The road ahead figures to be difficult. Minnesota, led by the league's most valuable player, Kevin Garnett, would have a home-court advantage against the Lakers, based on a better regular-season record. Sacramento is deep and well-rounded, and has come close to knocking the Lakers out of the playoffs in the past.
Should the Lakers advance to the finals, they could face the club with the league's best regular-season record, the Indiana Pacers. Again, the Lakers would face the possibility of playing a deciding game on the road, where NBA teams tend to fare poorly.
Despite all that, the mood among the Lakers is suddenly upbeat.
"I knew we had it in us," O'Neal said. "Now we just have to wait and see who we are going to play next ... and just take it one game at a time, and keep playing with passion."
The Lakers played Saturday's finale on the emotional high of having won a game in San Antonio that many labeled an instant classic -- a cliffhanger that seemed to typify the ups and downs and high drama of the season.
Through much of it, the Lakers displayed some of their best basketball. They exploited a hot shooting night by unheralded Devean George to run up a 16-point lead midway through the third quarter. Then, as the Spurs' defense tightened, the Lakers went cold. The Spurs not only caught up, but took a three-point lead late in the fourth quarter.
The Lakers' two marquee players, O'Neal and Bryant, hit crucial baskets to put the Lakers back in front by a point with 11 seconds to play. Faced with their last offensive chance, the Spurs got the ball to their top scorer, 7-footer Tim Duncan, who caught it outside, with his back to the basket, and made a quick move across the middle of the floor, closely guarded by O'Neal.
Turning, falling to his left, Duncan got off a long, high-arching shot that somehow went in.

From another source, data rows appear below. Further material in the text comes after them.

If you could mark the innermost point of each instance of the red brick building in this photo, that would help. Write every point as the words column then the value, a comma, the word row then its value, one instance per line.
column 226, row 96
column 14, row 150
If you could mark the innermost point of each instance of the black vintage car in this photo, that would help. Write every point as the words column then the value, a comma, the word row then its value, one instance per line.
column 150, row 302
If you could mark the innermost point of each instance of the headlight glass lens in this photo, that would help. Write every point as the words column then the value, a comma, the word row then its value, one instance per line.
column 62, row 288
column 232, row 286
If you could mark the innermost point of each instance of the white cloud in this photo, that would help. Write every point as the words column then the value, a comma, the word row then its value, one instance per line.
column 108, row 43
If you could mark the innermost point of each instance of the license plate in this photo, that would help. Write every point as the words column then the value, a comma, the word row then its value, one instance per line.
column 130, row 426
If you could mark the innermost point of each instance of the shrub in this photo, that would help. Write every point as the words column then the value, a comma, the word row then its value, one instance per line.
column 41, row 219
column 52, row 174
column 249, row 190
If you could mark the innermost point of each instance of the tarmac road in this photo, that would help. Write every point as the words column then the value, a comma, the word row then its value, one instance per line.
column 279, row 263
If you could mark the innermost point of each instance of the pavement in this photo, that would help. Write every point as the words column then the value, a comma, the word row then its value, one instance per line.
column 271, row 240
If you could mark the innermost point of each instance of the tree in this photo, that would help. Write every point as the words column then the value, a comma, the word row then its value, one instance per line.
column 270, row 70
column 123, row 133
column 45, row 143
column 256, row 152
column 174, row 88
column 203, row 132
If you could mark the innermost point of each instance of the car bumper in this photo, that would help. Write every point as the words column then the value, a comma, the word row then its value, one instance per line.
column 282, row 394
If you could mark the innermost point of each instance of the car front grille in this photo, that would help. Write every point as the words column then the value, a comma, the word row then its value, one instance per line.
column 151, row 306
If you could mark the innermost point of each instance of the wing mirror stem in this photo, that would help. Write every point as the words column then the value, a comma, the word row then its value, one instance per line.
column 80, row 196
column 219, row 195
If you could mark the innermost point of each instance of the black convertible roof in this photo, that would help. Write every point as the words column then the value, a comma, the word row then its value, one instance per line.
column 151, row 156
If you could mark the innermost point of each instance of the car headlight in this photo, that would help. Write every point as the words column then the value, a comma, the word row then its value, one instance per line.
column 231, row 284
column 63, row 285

The crowd erupted in cheers and the Spurs leaped into one another's arms, celebrating the apparent victory. The Lakers called timeout with only four-tenths of a second left on the clock.
The Lakers plotted a desperation play for either Bryant or O'Neal, but when both were covered, Payton made the inbounds pass to the 6-foot-1 Fisher, the man Payton had replaced in the starting lineup.
In one motion, Fisher turned and flung a running, fall-away 18-foot jump shot over the outstretched hands of Spurs defender Manu Ginobili. The ball was barely out of Fisher's grasp when the final buzzer sounded. It fell cleanly through the hoop to give the Lakers a 74-73 win, prompting happy shrieks in living rooms, bars and airports throughout Southern California.